Çok para kazanamadım ve herhangi bir şeyde “çok başarılı” olamadım.
Nedeni ortada.
hiçbirini yapmayı ya da olmayı denemedim, hayal bile etmedim.

Onların yerine, muhitimdeki en  dik yokuşa tırmandım. Öğretmen, hiç ünlü olmayan bir yazar ve oyuncu oldum. Tekne ile koyları gezdim, bisiklet sürdüm, düştüm,  dizim kanadı, annem evde alıkoymasın diye su bulup yıkadım, geçti, yine sürdüm, yine düştüm. Bir sürü şeye heves ettim ve hiçbirinde yeterince konaklamadım. Bu yüzden hiç madalyam olmadı.

Ağladım,
kızdım,
öfkelendim,
okudum,
izledim,
dinledim,
öğrendim,
çok çalıştım, insan oldum;
sadece insan.

Ömrümün kırkındayım.

 Artık dünya kimse için birkaç insanlık yer değil. Bir hane içinde yüzlerce kişiyiz artık. Odalarımızın içinde, koltuklarımızın üstünde, bir gün bir yerde karşılaşma olasılığımızın asla olmadığı insanların hayatlarına dokunuyoruz. Herkesin en gülücüklü anılarına, en afilli deneyimlerine, en gidilesi konumlarına bakıp inceden iç geçiriyoruz. Yapamadıklarımız, aklımızdan geçirmediklerimiz üçer beşer önümüze düştükçe geçip giden zamana daha çok hayıflanıyoruz. Tüm bilyeleri cebindeki yırtıktan dökülüp gitmiş üzgün çocuklara dönüşüyoruz. Dönüşüyoruz, dönüşüyor bazıları, dönüşüyor-um ben de herkes gibi.Sonra gidip içimdeki en bilge kadını arıyorum. Onca gürültünün ortasında kendi köşesinden bakan, gören, dinleyen ve anladıkça daha çok susan. Onu duydukça yeniden gülümsüyorum.

Tam kırk yaşındayım.

Açlık ve yokluk çekmeden,  sıcak bir savaşın içinden geçmeden, ailesini çocuk yaşta yitirmeden, istismara uğramadan, eğitim hakkı elinden alınmadan, uzuvlarını kaybetmeden, talihsiz bir kazaya kurban gitmeden, aklını yitirmeden, yok sayılmadan, sevgiyi ve iyiliği duyumsama şansına erişen şanslı bir azınlığın içinde oldum. Her zaman hayıflanacak bir şeyler ve aşılacak engeller vardı. Bunların çoğu büyük acılar vermedi ya da önüme duvarlar örmedi. Hâlâ alacak çokça yolum, çözecek tonla düğümüm de olsa olduğum kişiden razıyım, sanırım. Keşke’lerim yok değil elbet. Sabırlı, toleranslı, deryadil, dingin bir iç haline varmak bu kadar zor olmasaydı keşke. Öfkede cimri, iyimserlikte cömert bir tabiatım olsaydı. Ve keşke yaşamın sahte seslerine sağır olsaydı kulaklarım.
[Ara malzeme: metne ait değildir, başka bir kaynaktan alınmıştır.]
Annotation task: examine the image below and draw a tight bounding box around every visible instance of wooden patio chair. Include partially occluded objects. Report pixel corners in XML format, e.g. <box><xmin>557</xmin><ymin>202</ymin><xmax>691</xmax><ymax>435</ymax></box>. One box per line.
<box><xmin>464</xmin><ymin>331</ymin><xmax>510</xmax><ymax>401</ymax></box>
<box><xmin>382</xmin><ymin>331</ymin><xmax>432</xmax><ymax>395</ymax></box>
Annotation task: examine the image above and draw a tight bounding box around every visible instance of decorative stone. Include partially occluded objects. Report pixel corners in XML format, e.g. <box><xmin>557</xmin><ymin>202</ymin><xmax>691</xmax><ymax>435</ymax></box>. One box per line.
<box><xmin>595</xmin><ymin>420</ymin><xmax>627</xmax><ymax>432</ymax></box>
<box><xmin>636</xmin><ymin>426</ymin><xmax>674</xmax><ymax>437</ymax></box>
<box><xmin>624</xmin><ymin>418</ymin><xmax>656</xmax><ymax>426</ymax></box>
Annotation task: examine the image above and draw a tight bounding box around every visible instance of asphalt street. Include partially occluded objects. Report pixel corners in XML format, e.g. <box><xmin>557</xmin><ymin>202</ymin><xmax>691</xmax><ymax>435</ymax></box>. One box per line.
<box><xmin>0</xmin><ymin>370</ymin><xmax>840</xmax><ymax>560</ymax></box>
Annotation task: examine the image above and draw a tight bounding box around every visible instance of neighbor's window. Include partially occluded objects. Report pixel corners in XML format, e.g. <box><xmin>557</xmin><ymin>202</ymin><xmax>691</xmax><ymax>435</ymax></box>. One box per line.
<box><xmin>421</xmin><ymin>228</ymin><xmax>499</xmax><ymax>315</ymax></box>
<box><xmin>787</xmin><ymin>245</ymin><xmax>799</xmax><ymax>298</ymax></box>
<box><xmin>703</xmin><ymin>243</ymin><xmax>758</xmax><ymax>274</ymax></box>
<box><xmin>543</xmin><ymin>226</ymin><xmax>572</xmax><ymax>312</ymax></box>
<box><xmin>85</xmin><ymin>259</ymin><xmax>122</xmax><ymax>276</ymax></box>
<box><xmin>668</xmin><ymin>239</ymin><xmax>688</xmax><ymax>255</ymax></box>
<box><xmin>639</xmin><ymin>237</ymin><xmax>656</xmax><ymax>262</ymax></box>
‘Yaşamak’ her on yılda bir başka bir “olmak” haline dönüşüyor.

Genç olmak,
anlaşılır olmak,
güzel ve karizmatik olmak,
beğenilir olmak,
akıllı olmak,
üretken olmak,
saygın olmak,
ait olmak,
sözü dinlenilir, ismi güvenilir olmak,
huzurlu olmak,
sağlıklı olmak…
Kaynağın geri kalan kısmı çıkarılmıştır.